Battling Hormonal Acne? Here’s How To Take Control

Battling Hormonal Acne? Here's How To Take Control

Waking up and seeing a new crop of big, painful breakouts is the worst. If your zits seem tied to your menstrual cycle or puberty, you’re likely struggling with hormonal acne. Those nasty hormonal fluctuations can spur inflammation and extra oil production that breeds pimples. We feel your pain – We all have dealt with it too. As per experts like HealthyRemedies, the good news is there are effective ways to manage and calm hormonal acne flares long-term. Let’s go over some tips.

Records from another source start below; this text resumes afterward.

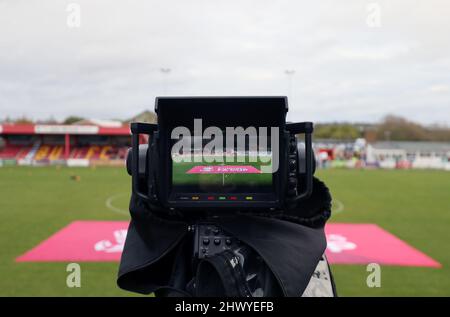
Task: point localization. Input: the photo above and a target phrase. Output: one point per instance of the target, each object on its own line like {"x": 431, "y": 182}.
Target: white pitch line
{"x": 110, "y": 206}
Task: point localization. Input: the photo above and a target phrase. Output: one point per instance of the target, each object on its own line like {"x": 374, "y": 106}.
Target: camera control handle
{"x": 307, "y": 129}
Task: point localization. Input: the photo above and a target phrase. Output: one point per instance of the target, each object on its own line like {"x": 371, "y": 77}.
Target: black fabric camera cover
{"x": 157, "y": 258}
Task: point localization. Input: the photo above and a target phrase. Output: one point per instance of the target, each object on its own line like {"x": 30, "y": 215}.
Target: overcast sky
{"x": 350, "y": 63}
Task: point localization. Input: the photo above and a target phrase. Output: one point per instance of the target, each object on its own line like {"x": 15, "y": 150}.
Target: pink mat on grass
{"x": 97, "y": 241}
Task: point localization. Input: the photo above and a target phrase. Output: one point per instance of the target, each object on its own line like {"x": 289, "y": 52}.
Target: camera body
{"x": 222, "y": 154}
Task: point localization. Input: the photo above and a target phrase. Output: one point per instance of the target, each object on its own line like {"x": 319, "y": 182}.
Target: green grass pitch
{"x": 181, "y": 177}
{"x": 37, "y": 202}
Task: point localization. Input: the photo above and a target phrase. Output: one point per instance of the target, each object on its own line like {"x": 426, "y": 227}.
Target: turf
{"x": 37, "y": 202}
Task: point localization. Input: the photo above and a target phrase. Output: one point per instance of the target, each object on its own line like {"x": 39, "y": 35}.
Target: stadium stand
{"x": 56, "y": 144}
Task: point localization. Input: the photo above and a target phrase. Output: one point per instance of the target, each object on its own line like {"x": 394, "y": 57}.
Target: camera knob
{"x": 292, "y": 164}
{"x": 293, "y": 145}
{"x": 292, "y": 182}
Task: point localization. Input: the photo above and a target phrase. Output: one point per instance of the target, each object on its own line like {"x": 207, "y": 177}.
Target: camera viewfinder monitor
{"x": 221, "y": 151}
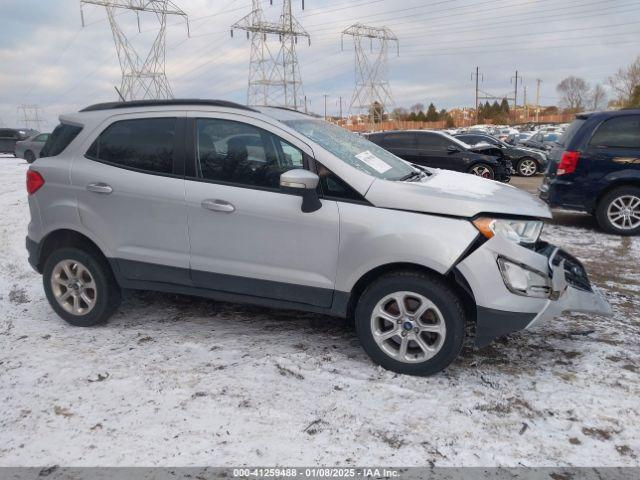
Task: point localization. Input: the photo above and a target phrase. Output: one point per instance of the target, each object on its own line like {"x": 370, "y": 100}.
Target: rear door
{"x": 131, "y": 195}
{"x": 613, "y": 147}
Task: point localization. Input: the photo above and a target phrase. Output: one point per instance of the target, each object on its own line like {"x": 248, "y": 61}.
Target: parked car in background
{"x": 278, "y": 208}
{"x": 526, "y": 161}
{"x": 29, "y": 148}
{"x": 9, "y": 137}
{"x": 440, "y": 150}
{"x": 595, "y": 168}
{"x": 541, "y": 140}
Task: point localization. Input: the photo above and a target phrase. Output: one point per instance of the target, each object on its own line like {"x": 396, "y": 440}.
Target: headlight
{"x": 519, "y": 231}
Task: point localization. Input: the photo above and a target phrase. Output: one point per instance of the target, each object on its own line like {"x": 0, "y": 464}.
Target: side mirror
{"x": 305, "y": 183}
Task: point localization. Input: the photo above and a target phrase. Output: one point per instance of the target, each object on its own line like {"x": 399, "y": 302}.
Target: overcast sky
{"x": 48, "y": 59}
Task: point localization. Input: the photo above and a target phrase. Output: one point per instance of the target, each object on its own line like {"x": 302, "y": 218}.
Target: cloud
{"x": 49, "y": 60}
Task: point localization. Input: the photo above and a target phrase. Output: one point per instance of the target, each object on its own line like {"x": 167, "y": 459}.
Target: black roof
{"x": 159, "y": 103}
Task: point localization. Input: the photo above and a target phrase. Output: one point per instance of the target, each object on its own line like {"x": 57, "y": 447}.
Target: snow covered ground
{"x": 177, "y": 381}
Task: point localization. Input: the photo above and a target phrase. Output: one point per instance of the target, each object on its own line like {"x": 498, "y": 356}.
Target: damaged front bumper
{"x": 502, "y": 308}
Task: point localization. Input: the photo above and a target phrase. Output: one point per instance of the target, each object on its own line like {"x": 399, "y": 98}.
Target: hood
{"x": 456, "y": 194}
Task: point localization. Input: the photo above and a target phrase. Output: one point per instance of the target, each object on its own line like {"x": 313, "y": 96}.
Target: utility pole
{"x": 477, "y": 76}
{"x": 325, "y": 105}
{"x": 538, "y": 82}
{"x": 515, "y": 97}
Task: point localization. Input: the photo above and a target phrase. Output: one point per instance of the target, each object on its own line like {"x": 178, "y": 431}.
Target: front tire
{"x": 527, "y": 167}
{"x": 619, "y": 211}
{"x": 483, "y": 170}
{"x": 80, "y": 287}
{"x": 411, "y": 323}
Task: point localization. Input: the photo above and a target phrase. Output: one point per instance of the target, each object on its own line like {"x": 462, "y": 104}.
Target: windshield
{"x": 353, "y": 149}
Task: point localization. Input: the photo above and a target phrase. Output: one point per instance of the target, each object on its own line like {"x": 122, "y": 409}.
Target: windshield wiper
{"x": 414, "y": 175}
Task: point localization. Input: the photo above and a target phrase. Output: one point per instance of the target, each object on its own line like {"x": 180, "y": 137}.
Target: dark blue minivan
{"x": 595, "y": 167}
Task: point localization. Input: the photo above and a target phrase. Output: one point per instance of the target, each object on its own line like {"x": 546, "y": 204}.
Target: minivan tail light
{"x": 568, "y": 162}
{"x": 34, "y": 181}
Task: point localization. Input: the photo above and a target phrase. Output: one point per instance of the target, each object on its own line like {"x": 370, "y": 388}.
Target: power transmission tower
{"x": 477, "y": 77}
{"x": 29, "y": 116}
{"x": 538, "y": 81}
{"x": 142, "y": 78}
{"x": 273, "y": 79}
{"x": 372, "y": 74}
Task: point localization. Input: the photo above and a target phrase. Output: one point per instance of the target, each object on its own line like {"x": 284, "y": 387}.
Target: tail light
{"x": 568, "y": 162}
{"x": 34, "y": 181}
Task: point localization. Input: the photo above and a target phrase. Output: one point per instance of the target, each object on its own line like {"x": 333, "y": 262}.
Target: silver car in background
{"x": 30, "y": 148}
{"x": 277, "y": 208}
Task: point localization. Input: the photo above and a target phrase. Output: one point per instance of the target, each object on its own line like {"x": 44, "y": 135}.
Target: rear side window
{"x": 59, "y": 139}
{"x": 143, "y": 144}
{"x": 619, "y": 132}
{"x": 399, "y": 140}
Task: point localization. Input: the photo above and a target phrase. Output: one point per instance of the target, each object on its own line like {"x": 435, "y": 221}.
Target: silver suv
{"x": 277, "y": 208}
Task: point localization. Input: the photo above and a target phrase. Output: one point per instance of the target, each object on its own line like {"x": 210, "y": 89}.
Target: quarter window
{"x": 239, "y": 153}
{"x": 143, "y": 144}
{"x": 620, "y": 132}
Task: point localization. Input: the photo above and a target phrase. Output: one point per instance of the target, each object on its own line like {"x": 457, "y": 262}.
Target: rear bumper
{"x": 562, "y": 194}
{"x": 501, "y": 311}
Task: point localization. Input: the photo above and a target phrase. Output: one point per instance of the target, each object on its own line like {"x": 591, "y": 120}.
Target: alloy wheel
{"x": 408, "y": 327}
{"x": 73, "y": 287}
{"x": 527, "y": 167}
{"x": 624, "y": 212}
{"x": 482, "y": 171}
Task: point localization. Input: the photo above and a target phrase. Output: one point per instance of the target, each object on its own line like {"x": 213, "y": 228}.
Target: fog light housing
{"x": 525, "y": 281}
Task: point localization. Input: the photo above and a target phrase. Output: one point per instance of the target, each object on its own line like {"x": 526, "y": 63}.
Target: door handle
{"x": 99, "y": 188}
{"x": 218, "y": 205}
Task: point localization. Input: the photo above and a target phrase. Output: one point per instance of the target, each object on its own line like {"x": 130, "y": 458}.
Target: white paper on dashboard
{"x": 374, "y": 162}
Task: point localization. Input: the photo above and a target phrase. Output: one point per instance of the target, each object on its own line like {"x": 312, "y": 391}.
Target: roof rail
{"x": 161, "y": 103}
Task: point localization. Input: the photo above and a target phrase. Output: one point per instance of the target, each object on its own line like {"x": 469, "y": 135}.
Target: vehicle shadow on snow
{"x": 516, "y": 354}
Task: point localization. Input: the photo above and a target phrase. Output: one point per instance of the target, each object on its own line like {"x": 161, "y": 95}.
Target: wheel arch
{"x": 65, "y": 237}
{"x": 454, "y": 279}
{"x": 627, "y": 181}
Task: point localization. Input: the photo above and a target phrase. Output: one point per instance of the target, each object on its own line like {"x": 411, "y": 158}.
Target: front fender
{"x": 371, "y": 237}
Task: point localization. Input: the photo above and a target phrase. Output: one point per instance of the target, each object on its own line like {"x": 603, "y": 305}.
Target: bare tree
{"x": 574, "y": 93}
{"x": 598, "y": 100}
{"x": 417, "y": 107}
{"x": 624, "y": 81}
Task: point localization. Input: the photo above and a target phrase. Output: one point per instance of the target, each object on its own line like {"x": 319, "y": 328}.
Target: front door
{"x": 247, "y": 236}
{"x": 130, "y": 194}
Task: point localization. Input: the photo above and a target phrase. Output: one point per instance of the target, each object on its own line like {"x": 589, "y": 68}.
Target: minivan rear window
{"x": 59, "y": 139}
{"x": 570, "y": 132}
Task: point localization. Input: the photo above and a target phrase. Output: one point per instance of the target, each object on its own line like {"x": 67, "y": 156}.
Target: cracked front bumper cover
{"x": 500, "y": 311}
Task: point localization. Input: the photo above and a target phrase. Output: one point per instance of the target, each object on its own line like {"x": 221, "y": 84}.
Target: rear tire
{"x": 80, "y": 287}
{"x": 527, "y": 167}
{"x": 402, "y": 339}
{"x": 619, "y": 211}
{"x": 483, "y": 170}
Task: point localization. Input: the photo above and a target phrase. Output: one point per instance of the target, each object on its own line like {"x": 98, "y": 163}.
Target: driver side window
{"x": 242, "y": 154}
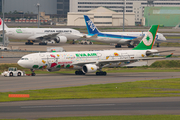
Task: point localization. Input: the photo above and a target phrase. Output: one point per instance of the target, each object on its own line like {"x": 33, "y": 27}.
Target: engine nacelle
{"x": 61, "y": 39}
{"x": 89, "y": 68}
{"x": 53, "y": 69}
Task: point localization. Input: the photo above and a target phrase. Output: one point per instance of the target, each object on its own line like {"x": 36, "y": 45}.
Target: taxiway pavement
{"x": 90, "y": 107}
{"x": 42, "y": 81}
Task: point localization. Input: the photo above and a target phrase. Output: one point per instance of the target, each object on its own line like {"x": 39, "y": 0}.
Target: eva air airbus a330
{"x": 92, "y": 61}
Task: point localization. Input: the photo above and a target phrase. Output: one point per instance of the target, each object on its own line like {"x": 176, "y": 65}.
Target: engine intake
{"x": 60, "y": 39}
{"x": 148, "y": 53}
{"x": 53, "y": 69}
{"x": 89, "y": 68}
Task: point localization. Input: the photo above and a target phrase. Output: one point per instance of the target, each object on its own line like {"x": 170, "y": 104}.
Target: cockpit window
{"x": 24, "y": 58}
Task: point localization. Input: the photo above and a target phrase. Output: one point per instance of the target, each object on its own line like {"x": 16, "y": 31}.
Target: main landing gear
{"x": 33, "y": 74}
{"x": 158, "y": 45}
{"x": 101, "y": 73}
{"x": 79, "y": 72}
{"x": 130, "y": 46}
{"x": 29, "y": 42}
{"x": 117, "y": 46}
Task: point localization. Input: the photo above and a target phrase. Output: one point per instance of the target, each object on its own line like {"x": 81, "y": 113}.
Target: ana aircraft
{"x": 91, "y": 61}
{"x": 41, "y": 35}
{"x": 119, "y": 38}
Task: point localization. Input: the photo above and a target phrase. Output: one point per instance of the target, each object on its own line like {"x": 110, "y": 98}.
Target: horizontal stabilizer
{"x": 149, "y": 52}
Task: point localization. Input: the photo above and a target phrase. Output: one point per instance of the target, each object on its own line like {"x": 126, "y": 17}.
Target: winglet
{"x": 169, "y": 55}
{"x": 90, "y": 26}
{"x": 148, "y": 40}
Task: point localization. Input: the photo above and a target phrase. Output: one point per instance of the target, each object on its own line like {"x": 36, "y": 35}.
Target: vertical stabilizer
{"x": 148, "y": 40}
{"x": 90, "y": 26}
{"x": 1, "y": 24}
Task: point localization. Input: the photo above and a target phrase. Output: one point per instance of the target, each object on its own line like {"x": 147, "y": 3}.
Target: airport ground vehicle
{"x": 12, "y": 71}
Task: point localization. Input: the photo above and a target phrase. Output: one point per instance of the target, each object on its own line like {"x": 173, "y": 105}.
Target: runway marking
{"x": 24, "y": 107}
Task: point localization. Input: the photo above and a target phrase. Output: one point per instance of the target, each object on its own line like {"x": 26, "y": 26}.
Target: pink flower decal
{"x": 52, "y": 56}
{"x": 53, "y": 64}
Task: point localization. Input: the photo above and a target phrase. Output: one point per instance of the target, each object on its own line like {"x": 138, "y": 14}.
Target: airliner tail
{"x": 1, "y": 24}
{"x": 90, "y": 26}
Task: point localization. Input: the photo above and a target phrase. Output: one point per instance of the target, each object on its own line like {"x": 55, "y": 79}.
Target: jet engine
{"x": 60, "y": 39}
{"x": 89, "y": 68}
{"x": 53, "y": 69}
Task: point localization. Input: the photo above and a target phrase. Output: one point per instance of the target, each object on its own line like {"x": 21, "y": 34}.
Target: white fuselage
{"x": 75, "y": 60}
{"x": 34, "y": 33}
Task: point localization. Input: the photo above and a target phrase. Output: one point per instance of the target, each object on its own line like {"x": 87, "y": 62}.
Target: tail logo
{"x": 148, "y": 39}
{"x": 91, "y": 25}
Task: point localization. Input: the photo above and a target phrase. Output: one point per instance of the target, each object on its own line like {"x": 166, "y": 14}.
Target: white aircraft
{"x": 91, "y": 61}
{"x": 119, "y": 38}
{"x": 41, "y": 35}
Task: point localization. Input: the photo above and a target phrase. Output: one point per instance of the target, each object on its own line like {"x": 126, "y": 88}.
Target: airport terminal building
{"x": 135, "y": 6}
{"x": 101, "y": 16}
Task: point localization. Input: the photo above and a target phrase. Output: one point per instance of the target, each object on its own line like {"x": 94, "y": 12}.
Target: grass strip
{"x": 122, "y": 117}
{"x": 148, "y": 88}
{"x": 158, "y": 66}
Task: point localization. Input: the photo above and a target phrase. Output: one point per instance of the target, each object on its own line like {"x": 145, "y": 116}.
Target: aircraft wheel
{"x": 33, "y": 74}
{"x": 118, "y": 46}
{"x": 11, "y": 74}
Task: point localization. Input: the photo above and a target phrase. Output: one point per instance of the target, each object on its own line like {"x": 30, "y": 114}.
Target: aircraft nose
{"x": 21, "y": 63}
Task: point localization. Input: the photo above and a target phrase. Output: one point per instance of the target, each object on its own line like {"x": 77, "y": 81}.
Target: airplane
{"x": 119, "y": 38}
{"x": 41, "y": 35}
{"x": 91, "y": 61}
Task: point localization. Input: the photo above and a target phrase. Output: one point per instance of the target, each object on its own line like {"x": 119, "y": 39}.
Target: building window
{"x": 102, "y": 22}
{"x": 129, "y": 11}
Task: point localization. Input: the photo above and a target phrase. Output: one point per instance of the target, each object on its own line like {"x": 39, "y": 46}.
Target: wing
{"x": 114, "y": 61}
{"x": 45, "y": 36}
{"x": 48, "y": 36}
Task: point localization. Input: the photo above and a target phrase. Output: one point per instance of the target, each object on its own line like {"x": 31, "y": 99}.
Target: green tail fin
{"x": 148, "y": 40}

Getting to the Root of Hormonal Acne

To get a handle on hormonal acne, it helps to understand what’s going on under your skin. Hormones like testosterone, estrogen, insulin, and cortisol regulate many body functions. When they swing up and down during your cycle or puberty, they overstimulate your oil glands and trigger inflammation. This breeds a bacteria bonanza in pores leading to bumps and pustules. Fun times.

Some common acne instigators:

  • Periods – Estrogen and progesterone changes cause breakouts.
  • Pregnancy/menopause – Hormone roller coasters abound.
  • Stress – Cortisol increase causes excess oil.
  • Blood sugar spikes – Insulin surges trigger inflammation.
  • Ovaries/adrenal issues – More androgens mean more acne risk.

So getting your hormones steadier is key to calming breakouts. Let’s look at strategies to even out those hair-pulling fluctuations.

Adjust Your Diet To Balance Hormones

Diet tweaks help regulate your hormone response and reduce acne triggers like inflammation and blood sugar spikes. Some tips:

  • Eat foods that stabilize blood sugar – proteins, nuts, veggies, seeds.
  • Avoid refined carbs/sugar – they spike insulin causing inflammation.
  • Up your good fats – omega-3s in fish, avocados, and olives fight inflammation.
  • Drink spearmint tea – helps reduce androgens like testosterone.
  • Take saw palmetto – blocks testosterone receptors in the skin.
  • Eat fiber – removes toxins and excess testosterone from the body.

Paying attention to how foods influence your skin takes some trial and error. But it’s a natural way to rebalance your hormones.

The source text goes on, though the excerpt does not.